= Terrence "Lee" Zehrer =

American businessman

Terrence "Lee" Zehrer, (born June 3, 1947, in Sauk Centre, Minnesota) is an American entrepreneur and internet pioneer. He is best known as the founder of the first picture personal online dating service, Kiss.com.

==Biography==
Lee was raised on a dairy farm in rural Minnesota before entering the Navy and serving a tour of active duty in the Vietnam War. Upon returning to the states, he enrolled in St. Cloud State University and received a B.S. in Business Finance. Lee is a brother of Emmy nominated American film director, Paul Zehrer, Star Valley Flowers owner John Zehrer, and the uncle of former Kansas City Royals pitcher Zach Peterson. He currently resides in Las Vegas, Nevada.
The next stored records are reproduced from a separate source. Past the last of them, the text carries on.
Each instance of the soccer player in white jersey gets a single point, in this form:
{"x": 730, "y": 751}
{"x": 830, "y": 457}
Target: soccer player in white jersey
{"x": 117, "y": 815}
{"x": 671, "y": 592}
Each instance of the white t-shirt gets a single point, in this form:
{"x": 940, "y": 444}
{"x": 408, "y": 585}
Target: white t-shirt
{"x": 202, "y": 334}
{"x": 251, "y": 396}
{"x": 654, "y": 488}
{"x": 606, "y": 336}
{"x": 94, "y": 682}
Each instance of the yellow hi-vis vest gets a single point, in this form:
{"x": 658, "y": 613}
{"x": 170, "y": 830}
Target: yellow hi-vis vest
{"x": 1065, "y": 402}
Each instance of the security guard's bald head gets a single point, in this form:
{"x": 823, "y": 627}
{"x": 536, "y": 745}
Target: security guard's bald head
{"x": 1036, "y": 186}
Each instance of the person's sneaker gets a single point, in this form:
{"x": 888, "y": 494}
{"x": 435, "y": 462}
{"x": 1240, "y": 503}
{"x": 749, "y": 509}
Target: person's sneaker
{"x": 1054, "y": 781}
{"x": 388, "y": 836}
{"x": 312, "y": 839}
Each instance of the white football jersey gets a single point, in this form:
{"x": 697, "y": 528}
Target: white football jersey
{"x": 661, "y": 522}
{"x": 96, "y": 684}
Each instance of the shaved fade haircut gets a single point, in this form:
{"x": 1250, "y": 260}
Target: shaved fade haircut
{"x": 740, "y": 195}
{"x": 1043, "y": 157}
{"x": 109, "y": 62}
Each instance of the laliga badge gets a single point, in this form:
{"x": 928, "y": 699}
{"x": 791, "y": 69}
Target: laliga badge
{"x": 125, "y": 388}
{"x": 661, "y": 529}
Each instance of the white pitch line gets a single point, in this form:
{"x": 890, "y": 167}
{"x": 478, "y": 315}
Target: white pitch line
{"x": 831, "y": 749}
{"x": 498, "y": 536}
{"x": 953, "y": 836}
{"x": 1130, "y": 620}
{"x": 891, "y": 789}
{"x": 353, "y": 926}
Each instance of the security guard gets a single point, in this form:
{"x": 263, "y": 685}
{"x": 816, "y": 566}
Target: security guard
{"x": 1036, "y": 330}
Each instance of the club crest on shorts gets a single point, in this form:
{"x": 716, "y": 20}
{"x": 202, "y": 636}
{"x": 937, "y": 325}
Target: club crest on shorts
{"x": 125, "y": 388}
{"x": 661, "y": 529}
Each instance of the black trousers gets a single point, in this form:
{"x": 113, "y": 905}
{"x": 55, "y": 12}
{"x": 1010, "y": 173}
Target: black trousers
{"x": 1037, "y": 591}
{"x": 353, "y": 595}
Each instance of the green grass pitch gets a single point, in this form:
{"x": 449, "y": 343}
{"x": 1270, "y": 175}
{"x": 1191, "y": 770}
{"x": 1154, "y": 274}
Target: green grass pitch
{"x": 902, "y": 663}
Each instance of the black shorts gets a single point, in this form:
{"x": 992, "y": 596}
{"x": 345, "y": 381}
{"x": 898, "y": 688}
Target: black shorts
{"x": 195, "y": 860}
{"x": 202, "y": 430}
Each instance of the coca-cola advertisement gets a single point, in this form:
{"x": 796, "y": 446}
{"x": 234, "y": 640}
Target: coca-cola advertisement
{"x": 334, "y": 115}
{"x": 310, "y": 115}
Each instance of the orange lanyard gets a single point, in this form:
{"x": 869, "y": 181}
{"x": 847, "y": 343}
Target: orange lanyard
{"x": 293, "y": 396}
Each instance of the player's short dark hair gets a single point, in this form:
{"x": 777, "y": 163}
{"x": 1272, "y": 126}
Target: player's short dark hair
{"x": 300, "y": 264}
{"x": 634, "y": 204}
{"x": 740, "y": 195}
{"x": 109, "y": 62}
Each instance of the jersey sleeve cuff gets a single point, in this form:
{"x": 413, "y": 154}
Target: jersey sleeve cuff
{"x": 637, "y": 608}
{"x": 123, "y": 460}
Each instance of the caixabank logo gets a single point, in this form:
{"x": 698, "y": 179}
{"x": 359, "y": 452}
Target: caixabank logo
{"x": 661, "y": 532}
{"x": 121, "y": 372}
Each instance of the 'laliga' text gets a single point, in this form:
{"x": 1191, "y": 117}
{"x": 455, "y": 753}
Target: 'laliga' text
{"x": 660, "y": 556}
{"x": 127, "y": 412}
==Kiss.com/Udate/Match.com==

Lee registered and founded Kiss.com in 1994. Kiss became the first picture personals sites to reach a million registered members and saw 400 percent revenue growth in 1999. In 2001, Kiss.com merged with UK dating company, Udate.com, in a deal worth approximately $18 million in common stock and cash. After the acquisition, Lee sat on the board of directors as the majority stock holder for the conglomerate until in 2003, when IAC/InterActiveCorp acquired Udate/Kiss and merged to form what is now Match.com in a deal worth approximately $150 million. Kiss.com has since dissolved as a part of IAC's personals business which includes Match.com and Chemistry.com.

==Philanthropy==

Lee is now a philanthropist, investor, and business advisor. He is a large donor/contributor to the Libertarian Party, Allen Institute for Brain Science, the Freedom From Religion Foundation, and the Methuselah Foundation.